Mais la lecture de quelques documents m’a démontré que ce facteur n’était pas suffisant : il en fallait bien d’autres pour permettre la survie des ours durant des millénaires ! Un facteur important est la présence, même 10 000 ans après la fin des glaciations, de prairies d’altitude riches en buissons fruitiers (de la famille des myrtilles entre autres). Comme je l’ai déjà noté, l’épicéa de Sitka n’a pas fini sa progression dans l’archipel, freiné par le climat et l’abondance des herbacées concurrentes. Il faut en fait des feux pour limiter le dynamisme des grandes herbes, ou alors de grands herbivores, ce qui manque dans l’archipel. Or, la présence de vastes prairies augmente considérablement la capacité alimentaire des habitats, surtout à l’automne quand les baies de buissons sont mûres. J’ai même lu que les années d’abondance de fructification, les ours de Kodiak négligeaient les saumons pour se nourrir de baies et autres fruits sauvages ! N’oublions pas que l’ours est un omnivore.

Par ailleurs, l’ours n’a aucun concurrent sur l’île pour le pâturage des prairies, car aucun grand herbivore n’a réussi à s’implanter sur les îles. Il n’existe non plus aucun carnivore, loup ou ours noir. En fait les seuls autres mammifères non volants de l’île qui soient autochtones sont de bien plus petite taille : le renard roux (Vulpes vulpes), la loutre de rivière (Lutra canadensis), l’hermine (Mustela erminea), un campagnol (Microtus oeconomus).

Le renard de Kodiak, rencontré au bord d’une lagune. Photo Pascal Lumbroso

Il reste un problème pour la survie naturelle de l’ours sur l’archipel : la surpopulation ! En l’absence d’autres prédateurs naturels (qui pourraient s’attaquer aux petits), l’ours s’autorégule par cannibalisme. Affamés à la sortie de l’hibernation, les mâles suivent les femelles affaiblies par le jeûne hivernal, attendant une occasion pour dévorer leurs petits (le nombre moyen d’oursons par an est de 2,6 avec une portée tous les 3,5 ans). Selon les sources, ils pourraient ainsi tuer 40 à 60 % des oursons.
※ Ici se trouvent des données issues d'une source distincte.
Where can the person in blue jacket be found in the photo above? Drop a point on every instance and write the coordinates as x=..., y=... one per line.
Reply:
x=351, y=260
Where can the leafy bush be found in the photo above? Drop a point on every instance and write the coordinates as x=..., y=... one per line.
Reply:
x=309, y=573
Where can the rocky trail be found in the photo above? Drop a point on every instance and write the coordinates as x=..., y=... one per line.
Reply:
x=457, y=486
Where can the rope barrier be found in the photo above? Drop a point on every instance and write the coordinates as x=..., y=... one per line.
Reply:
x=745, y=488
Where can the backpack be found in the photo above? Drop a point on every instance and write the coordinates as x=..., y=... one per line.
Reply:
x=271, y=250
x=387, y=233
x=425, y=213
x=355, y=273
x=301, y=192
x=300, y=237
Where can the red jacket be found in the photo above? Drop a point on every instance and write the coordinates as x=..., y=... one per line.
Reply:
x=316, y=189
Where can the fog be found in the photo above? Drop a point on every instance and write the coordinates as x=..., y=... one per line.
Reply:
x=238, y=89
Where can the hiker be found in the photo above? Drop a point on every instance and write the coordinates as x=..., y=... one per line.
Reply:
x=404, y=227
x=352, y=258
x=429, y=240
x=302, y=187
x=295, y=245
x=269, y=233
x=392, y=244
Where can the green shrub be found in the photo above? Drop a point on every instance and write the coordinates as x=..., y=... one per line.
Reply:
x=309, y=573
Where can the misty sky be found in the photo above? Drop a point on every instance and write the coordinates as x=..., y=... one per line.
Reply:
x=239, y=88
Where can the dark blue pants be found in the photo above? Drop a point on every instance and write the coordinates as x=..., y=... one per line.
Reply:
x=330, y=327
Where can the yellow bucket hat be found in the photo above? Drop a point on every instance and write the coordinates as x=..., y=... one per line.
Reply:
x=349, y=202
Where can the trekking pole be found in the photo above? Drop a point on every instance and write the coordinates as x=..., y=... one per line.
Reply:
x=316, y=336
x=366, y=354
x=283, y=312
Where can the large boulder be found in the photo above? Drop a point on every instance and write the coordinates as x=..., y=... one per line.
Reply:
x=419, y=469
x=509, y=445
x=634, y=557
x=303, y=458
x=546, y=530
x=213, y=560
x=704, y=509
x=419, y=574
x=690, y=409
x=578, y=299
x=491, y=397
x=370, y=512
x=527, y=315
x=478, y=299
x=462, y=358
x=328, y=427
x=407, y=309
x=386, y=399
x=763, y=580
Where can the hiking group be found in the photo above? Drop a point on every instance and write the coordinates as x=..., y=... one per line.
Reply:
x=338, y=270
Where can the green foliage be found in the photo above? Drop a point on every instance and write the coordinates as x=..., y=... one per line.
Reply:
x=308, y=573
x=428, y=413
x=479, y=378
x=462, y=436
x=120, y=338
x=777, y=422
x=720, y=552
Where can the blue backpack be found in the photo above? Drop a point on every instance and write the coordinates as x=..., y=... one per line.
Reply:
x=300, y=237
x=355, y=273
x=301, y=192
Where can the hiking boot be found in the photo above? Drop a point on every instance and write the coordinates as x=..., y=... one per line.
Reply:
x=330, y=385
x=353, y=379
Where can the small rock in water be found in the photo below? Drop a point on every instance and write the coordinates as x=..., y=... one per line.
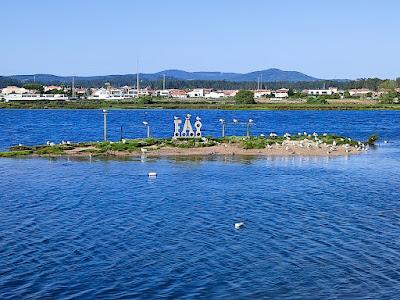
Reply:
x=239, y=225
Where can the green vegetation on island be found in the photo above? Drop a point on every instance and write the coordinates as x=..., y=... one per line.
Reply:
x=150, y=144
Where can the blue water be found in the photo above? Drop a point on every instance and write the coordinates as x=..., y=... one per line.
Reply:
x=315, y=228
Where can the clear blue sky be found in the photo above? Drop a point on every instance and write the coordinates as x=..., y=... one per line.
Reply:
x=325, y=39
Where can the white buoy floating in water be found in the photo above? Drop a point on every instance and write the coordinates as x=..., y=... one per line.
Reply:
x=239, y=225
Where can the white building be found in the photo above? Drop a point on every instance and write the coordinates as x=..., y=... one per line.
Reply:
x=360, y=92
x=281, y=93
x=323, y=92
x=215, y=95
x=162, y=93
x=196, y=93
x=13, y=90
x=262, y=93
x=175, y=93
x=35, y=97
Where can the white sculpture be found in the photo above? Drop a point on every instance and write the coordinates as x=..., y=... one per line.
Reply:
x=198, y=125
x=177, y=123
x=187, y=130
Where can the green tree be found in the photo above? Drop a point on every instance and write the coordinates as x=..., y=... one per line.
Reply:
x=244, y=97
x=34, y=86
x=388, y=85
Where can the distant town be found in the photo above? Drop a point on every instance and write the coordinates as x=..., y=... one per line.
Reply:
x=37, y=92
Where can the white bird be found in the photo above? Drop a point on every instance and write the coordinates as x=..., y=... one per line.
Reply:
x=239, y=225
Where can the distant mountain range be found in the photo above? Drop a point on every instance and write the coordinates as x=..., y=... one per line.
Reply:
x=270, y=75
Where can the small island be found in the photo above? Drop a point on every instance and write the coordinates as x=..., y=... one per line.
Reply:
x=300, y=144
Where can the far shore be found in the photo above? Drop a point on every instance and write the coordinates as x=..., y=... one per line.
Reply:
x=263, y=104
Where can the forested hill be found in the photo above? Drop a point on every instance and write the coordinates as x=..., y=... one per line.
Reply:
x=270, y=75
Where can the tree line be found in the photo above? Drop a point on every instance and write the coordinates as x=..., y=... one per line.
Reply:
x=369, y=83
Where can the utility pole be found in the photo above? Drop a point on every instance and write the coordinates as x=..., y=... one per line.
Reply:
x=222, y=121
x=137, y=78
x=105, y=125
x=164, y=82
x=73, y=87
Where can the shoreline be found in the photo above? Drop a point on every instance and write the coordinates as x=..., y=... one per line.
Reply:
x=328, y=146
x=201, y=105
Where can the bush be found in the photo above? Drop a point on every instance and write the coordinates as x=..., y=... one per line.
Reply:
x=244, y=97
x=372, y=139
x=316, y=100
x=145, y=100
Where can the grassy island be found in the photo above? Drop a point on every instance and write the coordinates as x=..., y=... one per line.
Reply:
x=296, y=144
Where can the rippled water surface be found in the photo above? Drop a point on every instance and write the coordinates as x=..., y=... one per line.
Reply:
x=315, y=228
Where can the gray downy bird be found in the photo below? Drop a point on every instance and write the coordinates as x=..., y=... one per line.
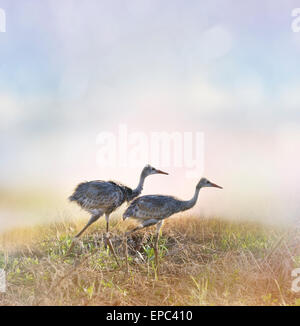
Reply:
x=153, y=209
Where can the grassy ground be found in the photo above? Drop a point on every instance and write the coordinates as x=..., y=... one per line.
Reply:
x=202, y=262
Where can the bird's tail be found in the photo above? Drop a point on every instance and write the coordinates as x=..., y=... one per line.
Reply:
x=72, y=198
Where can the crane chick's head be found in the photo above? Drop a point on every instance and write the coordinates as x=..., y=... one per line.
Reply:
x=148, y=170
x=206, y=183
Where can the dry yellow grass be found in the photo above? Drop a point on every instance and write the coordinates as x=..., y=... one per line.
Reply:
x=202, y=262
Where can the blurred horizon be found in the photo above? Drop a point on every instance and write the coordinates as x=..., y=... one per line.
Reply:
x=71, y=70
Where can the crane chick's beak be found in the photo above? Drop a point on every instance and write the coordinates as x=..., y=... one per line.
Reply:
x=214, y=185
x=161, y=172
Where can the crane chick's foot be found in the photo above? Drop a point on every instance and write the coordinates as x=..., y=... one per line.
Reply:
x=74, y=242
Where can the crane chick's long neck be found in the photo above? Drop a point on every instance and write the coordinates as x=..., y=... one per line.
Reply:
x=137, y=191
x=190, y=203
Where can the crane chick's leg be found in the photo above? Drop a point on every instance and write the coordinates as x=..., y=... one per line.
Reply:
x=92, y=220
x=141, y=226
x=108, y=242
x=156, y=251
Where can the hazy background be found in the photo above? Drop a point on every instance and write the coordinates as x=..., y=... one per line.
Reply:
x=72, y=69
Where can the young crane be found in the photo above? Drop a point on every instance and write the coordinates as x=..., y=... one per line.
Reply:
x=103, y=197
x=153, y=209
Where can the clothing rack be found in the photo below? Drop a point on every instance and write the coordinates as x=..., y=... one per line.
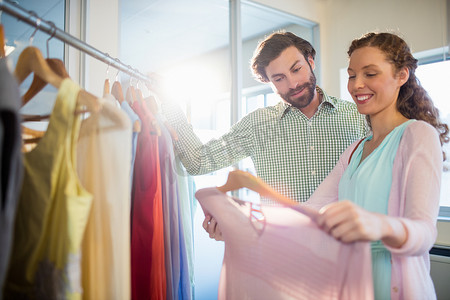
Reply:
x=49, y=27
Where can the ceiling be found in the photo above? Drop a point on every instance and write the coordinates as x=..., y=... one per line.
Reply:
x=158, y=33
x=167, y=31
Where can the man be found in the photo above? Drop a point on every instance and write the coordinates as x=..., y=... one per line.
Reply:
x=294, y=144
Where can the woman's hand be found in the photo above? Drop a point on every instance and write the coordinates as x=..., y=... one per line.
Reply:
x=211, y=226
x=348, y=223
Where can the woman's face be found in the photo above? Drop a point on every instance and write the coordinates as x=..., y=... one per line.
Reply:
x=372, y=82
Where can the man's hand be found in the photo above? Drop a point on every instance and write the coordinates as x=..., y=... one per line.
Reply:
x=211, y=226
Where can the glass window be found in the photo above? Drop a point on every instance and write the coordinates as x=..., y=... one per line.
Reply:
x=434, y=78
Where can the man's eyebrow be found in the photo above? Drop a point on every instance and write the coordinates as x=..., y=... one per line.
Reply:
x=281, y=74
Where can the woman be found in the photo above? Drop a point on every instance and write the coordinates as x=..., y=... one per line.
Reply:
x=385, y=188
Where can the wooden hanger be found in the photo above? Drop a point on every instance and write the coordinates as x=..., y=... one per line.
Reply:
x=2, y=41
x=31, y=61
x=106, y=89
x=240, y=179
x=151, y=103
x=130, y=95
x=38, y=84
x=117, y=92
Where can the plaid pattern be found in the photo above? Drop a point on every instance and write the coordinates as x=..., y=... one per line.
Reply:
x=290, y=152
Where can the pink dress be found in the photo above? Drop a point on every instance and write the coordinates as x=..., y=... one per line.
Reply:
x=282, y=254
Une longue coexistence avec l’homme

Une première société humaine de pêcheurs a vécu le long des côtes de l’archipel entre 7 500 et 3 500 ans avant notre ère. On suppose qu’ils consommaient mais aussi, vénéraient l’ours. La capacité des ours à survivre dans un milieu aussi hostile était pour eux la preuve de leurs grands pouvoirs. Leur chasse était donc entourée de nombreux rites.

Une autre société (Kachemak), aux techniques de pêche plus efficaces et aux villages permanents, leur succéda. La population ayant augmenté, sans doute l’ours a-t-il été davantage consommé.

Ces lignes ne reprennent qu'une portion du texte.